The track of the storm is taking it nowhere close to US land before it reaches Newfoundland meaning it is unlikely to bring masses of Southern vagrants (i.e. Laughing Gulls, skimmers, terns, etc). Interestingly, however, it is passing right over Bermuda - land of the White-tailed Tropicbird (and Bermuda Petrel), and considering the mere size of this beast, it could easily catch a bunch of offshore birds during its Northward route.
Here's the current predicted storm track:
Hurricane Florence of 2006 took on a very similar track to this weeks storm (although it was about 40 days earlier in the season) and resulted in a White-tailed Tropicbird in St. John's and a Least Tern at St. Shott's!
The storm is expected to hit the island on Saturday night and last only about 12-18 hours on the avalon because it is moving very quickly!
Obviously lots of potential for regular seabirds to be pushed into shore including skuas and jaegers, Leach's and Wilson's Storm-Petrels, shearwaters, phalaropes, etc.
Be warned though, category 4 storms aren't friendly and being on the Southern shore of Newfoundland where there is little shelter on a calm day, will make for a dangerous place to be on Sunday.

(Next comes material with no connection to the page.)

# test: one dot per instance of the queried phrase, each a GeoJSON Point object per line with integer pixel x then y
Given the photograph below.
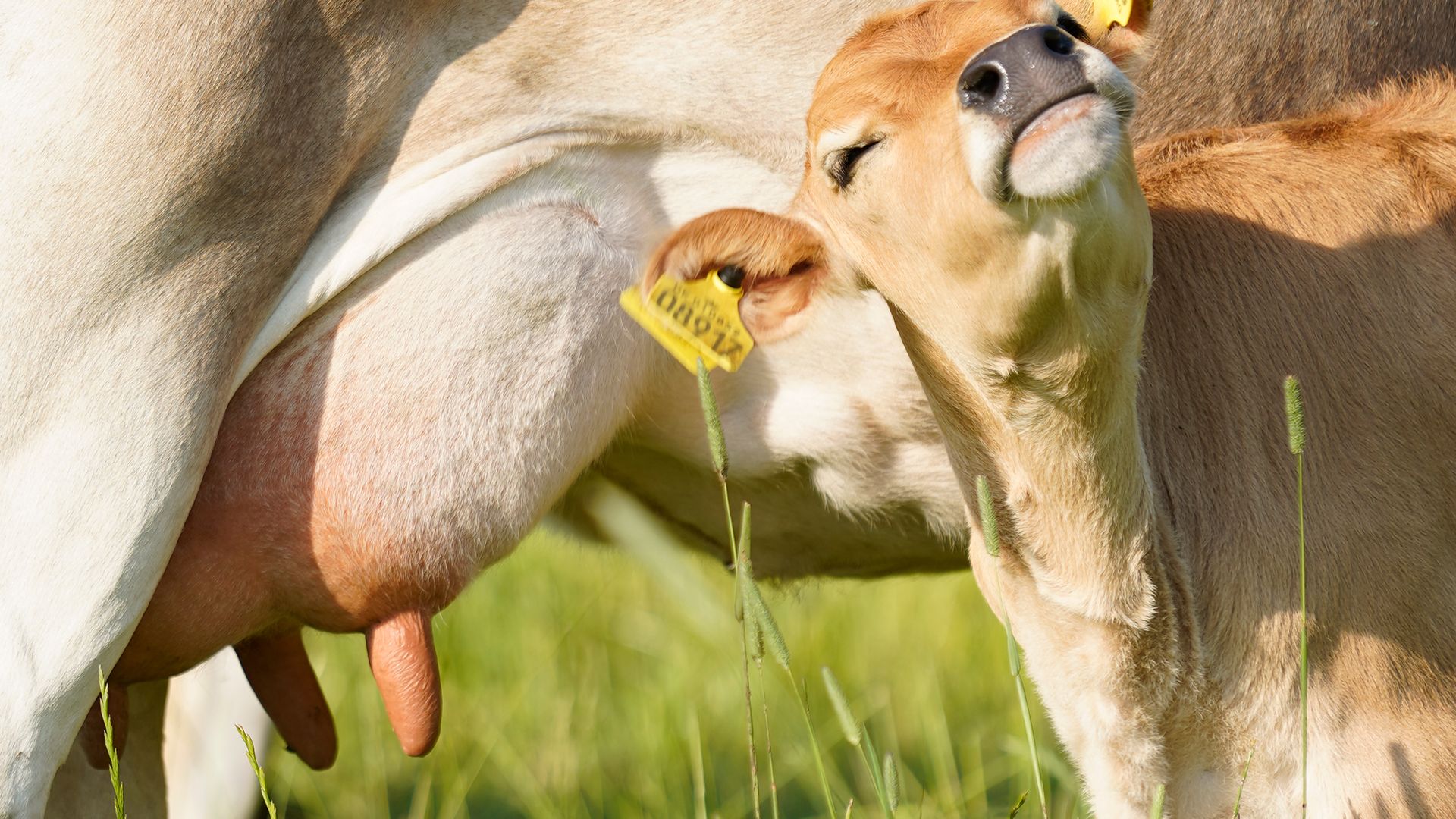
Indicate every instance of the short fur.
{"type": "Point", "coordinates": [184, 184]}
{"type": "Point", "coordinates": [1116, 366]}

Unfortunately (or fortunately, depending on how you look at things), I'll be doing a sea watch on Sunday morning from the Northeastern tip of Long Island, New York. The hurricane won't have much of an influence in that area though.
As if a mega hurricane wasn't exciting enough, there is a beautiful low pressure system over the North Atlantic now that is bringing winds more or less straight from Britain to Newfoundland.

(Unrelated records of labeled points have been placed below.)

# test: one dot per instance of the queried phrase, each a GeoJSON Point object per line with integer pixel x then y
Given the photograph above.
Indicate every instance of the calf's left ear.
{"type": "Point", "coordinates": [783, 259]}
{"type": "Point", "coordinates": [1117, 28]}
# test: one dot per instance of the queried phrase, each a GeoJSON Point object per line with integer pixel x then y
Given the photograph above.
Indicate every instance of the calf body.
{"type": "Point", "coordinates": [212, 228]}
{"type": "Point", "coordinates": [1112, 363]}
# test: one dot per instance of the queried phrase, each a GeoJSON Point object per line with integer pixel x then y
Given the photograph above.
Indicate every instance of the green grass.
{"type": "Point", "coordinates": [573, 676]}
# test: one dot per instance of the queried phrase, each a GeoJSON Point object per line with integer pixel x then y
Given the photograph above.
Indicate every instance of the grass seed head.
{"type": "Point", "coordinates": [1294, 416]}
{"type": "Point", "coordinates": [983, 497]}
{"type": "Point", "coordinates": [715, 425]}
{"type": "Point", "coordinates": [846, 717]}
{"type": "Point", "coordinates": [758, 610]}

Here's the wind map for Thursday at sunrise:
Last year I made a list of species that could arise from a system like this and it applies equally as well to the current weather system. Last years transatlantic winds brought us a Pink-footed Goose and probably a bunch of other birds that went undiscovered...
Get out there and search, but don't be too cruel while I'm looking at more southern birds where they are supposed to be.